I ran a PH cycle a few months ago and after I finished a 6 week pct I started getting gyno, I waited a couple weeks and it just kept growing and growing.i ordered some arimidex and tamoxifen to try to reverse it, I know letro is what people suggest but I didn't want to completely crash my e and feel like shit for a month. can anyone tell me if it would be better to run only tamoxifen, only arimidex or both simotaniously and then cut out the arimidex after a while and continue tamox. any insight from someone with experience would be great. thanks


----------



## DocDePanda187123

Tamoxifen 20mg a day until gone


----------



## GYMBRAT

Only shitty deal is now you will ALWAYS get it while on cycle unless you keep up with an AI

So keep that in mind


----------



## DocDePanda187123

GYMBRAT said:


> Only shitty deal is now you will ALWAYS get it while on cycle unless you keep up with an AI
> 
> So keep that in mind



That is not true.


----------



## BiologicalChemist

What pro-hormone?
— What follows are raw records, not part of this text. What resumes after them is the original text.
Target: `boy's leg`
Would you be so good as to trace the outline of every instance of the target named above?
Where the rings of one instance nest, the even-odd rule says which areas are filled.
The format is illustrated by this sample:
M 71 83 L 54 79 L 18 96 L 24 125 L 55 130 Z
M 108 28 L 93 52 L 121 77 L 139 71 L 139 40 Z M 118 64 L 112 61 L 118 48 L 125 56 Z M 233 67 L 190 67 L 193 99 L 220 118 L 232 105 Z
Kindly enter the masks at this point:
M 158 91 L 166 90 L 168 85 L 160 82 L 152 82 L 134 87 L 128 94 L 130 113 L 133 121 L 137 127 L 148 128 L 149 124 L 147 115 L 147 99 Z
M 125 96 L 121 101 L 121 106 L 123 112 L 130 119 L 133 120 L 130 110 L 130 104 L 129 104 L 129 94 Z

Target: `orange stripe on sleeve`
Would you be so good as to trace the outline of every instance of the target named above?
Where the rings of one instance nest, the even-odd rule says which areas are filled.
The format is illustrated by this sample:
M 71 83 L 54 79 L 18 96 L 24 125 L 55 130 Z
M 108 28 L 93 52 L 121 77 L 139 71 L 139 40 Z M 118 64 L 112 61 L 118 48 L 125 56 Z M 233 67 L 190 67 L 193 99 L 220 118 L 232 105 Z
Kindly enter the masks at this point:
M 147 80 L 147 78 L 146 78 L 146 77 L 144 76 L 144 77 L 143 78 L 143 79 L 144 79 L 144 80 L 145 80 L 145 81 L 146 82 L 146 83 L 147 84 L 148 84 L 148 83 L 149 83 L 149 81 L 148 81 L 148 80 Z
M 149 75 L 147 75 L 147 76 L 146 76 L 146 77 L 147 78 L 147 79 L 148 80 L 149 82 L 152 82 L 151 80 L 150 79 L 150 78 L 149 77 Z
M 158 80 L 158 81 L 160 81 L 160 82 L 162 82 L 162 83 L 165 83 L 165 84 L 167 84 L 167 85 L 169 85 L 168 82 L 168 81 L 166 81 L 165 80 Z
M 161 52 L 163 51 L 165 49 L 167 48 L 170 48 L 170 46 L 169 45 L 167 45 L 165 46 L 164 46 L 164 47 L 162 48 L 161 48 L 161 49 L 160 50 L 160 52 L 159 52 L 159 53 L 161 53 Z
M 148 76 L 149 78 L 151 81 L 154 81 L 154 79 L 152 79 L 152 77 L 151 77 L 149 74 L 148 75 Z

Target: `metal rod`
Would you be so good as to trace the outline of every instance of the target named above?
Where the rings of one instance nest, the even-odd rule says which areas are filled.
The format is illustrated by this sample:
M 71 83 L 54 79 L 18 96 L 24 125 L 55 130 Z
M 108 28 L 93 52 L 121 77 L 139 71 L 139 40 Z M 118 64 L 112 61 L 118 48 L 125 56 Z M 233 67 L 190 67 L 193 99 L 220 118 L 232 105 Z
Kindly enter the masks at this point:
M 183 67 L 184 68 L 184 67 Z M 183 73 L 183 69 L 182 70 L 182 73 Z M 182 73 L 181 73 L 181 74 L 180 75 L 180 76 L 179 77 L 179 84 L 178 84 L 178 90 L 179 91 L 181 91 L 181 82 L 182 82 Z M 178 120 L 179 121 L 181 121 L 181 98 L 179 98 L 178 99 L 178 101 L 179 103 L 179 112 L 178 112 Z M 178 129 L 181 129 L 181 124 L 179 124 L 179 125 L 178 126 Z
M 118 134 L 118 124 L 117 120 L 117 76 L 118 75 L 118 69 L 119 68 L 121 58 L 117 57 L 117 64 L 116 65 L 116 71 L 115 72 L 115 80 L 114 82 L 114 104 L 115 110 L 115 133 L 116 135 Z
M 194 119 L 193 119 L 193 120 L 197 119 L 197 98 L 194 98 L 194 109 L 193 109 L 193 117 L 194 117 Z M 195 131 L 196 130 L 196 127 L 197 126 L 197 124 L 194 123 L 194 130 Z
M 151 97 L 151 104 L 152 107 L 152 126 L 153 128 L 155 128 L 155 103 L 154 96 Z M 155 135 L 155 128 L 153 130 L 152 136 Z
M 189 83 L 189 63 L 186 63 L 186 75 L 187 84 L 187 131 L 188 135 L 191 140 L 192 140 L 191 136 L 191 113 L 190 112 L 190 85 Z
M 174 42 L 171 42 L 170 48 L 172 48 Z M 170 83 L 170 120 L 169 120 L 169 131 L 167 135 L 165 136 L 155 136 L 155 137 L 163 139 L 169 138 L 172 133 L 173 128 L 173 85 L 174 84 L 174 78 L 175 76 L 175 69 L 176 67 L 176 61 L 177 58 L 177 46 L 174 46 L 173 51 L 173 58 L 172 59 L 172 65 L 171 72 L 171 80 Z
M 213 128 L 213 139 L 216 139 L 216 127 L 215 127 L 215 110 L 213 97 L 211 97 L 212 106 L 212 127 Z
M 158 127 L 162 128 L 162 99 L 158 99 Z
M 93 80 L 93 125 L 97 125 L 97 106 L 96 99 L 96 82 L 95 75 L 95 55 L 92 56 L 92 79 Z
Don't wouldn't run these..if you're going to jump on something do the real thing and be prepared before you start. Sorry to hear about the gyno though, that sucks. Always run an ai from day one. I've read Reversal is difficult once gyno or tissue growth has occurred..letro would be best bet but you may have to deal with the risk of a short-term libido crash. I'd recommend an AI (aromasin) over nolva mainly because ai's are suicidal inhibitors and aromasin is strong but not as strong as letro. It's hard to tell without blood-work, find out where your E2 is at. Gd luck.


----------



## John Ziegler

BiologicalChemist said:


> I'd recommend an AI (aromasin) over nolva mainly because ai's are suicidal inhibitors and aromasin is strong but not as strong as letro.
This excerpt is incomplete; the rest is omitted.